Data Preprocessing

Now that you've collected your data, you can preprocess it to make it compatible with the policy training code. The following will assume you have a .zip file with your task data from a specific environment — see the "Data Saving and Uploading" section here for more details on this.

Note: the gripper processing models are quite large and so GPU resources are required.

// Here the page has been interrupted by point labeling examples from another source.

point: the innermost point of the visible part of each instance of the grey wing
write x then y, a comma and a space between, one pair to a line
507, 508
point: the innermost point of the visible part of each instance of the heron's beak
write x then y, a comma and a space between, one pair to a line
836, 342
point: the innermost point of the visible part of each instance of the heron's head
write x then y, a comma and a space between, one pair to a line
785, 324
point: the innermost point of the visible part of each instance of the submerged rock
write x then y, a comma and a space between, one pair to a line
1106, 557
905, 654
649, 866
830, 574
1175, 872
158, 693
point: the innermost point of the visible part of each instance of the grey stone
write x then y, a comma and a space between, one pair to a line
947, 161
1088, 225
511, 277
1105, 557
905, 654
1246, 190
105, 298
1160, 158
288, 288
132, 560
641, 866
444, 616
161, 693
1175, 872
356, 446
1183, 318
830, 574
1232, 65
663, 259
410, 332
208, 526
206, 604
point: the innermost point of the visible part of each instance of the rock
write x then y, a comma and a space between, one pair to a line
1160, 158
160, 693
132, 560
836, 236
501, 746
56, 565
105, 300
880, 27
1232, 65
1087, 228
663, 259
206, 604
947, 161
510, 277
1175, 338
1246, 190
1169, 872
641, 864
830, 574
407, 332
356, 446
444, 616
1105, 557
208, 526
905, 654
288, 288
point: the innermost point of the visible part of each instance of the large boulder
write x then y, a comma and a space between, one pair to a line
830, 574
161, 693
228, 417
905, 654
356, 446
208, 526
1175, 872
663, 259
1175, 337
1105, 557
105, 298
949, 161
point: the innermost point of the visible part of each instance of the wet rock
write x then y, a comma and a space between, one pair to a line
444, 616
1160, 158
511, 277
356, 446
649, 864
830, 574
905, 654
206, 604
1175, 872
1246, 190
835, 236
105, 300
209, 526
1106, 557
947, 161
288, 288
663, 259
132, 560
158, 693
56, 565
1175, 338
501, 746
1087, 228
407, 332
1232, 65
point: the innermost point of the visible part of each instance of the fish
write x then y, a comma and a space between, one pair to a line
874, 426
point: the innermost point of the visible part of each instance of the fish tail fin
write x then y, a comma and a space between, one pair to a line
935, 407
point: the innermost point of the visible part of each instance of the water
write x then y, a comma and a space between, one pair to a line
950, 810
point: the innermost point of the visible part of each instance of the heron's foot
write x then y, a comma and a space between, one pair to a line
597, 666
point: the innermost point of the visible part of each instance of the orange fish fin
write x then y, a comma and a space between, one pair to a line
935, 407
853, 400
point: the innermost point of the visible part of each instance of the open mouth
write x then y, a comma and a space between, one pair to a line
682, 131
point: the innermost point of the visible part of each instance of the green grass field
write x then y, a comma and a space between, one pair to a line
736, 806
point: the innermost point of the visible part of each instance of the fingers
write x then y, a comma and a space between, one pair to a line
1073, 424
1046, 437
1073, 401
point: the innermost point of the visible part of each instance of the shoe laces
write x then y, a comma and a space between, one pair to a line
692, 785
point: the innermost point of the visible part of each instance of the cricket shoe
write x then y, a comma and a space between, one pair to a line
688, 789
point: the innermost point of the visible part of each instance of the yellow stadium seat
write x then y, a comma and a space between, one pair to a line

Preprocessing from a .zip File

  1. Ensure you've pulled the latest version of the min-stetch codebase.
  2. Run the setup script in min-stretch to set the appropriate config paths.
    ./setup.sh
  3. Enter the data-collection folder.
    cd data-collection
  4. If you're using Greene, request GPU resources.
    • Request a GPU node, e.g.
      srun --nodes=1 --cpus-per-task=8 --mem=64GB --time=2:00:00 --gres=gpu:1 --pty /bin/bash
    • The command above will request 1 GPU with 8 CPUs and 64GB CPU memory for 2 hours.
    • Enter singularity container (assumes you have an overlay filesystem -- see here for more details). Be sure to include --nv as we'll require Nvidia drivers for GPU use, i.e.
      singularity exec --nv --overlay $SCRATCH/overlay-home-robot-env.ext3:rw /scratch/work/public/singularity/cuda11.8.86-cudnn8.7-devel-ubuntu22.04.2.sif /bin/bash
  5. Create environment from config file
    mamba env create -f data_collection_env.yaml
  6. Activate your environment
    mamba activate data_collection
  7. Install ffmpeg within the environment
    conda install conda-forge::ffmpeg
  8. Set up co-tracker
    cd gripper/utils/co-tracker && pip install -e .
    mkdir -p checkpoints
    cd checkpoints
    wget --no-check-certificate https://huggingface.co/facebook/cotracker3/resolve/main/scaled_online.pth
    cd ../../../../
  9. Upload your .zip file to your server
    • If you're using VSCode, you can typically drag it from your local machine to the desired location to upload. Otherwise, you can use something like scp or rsync.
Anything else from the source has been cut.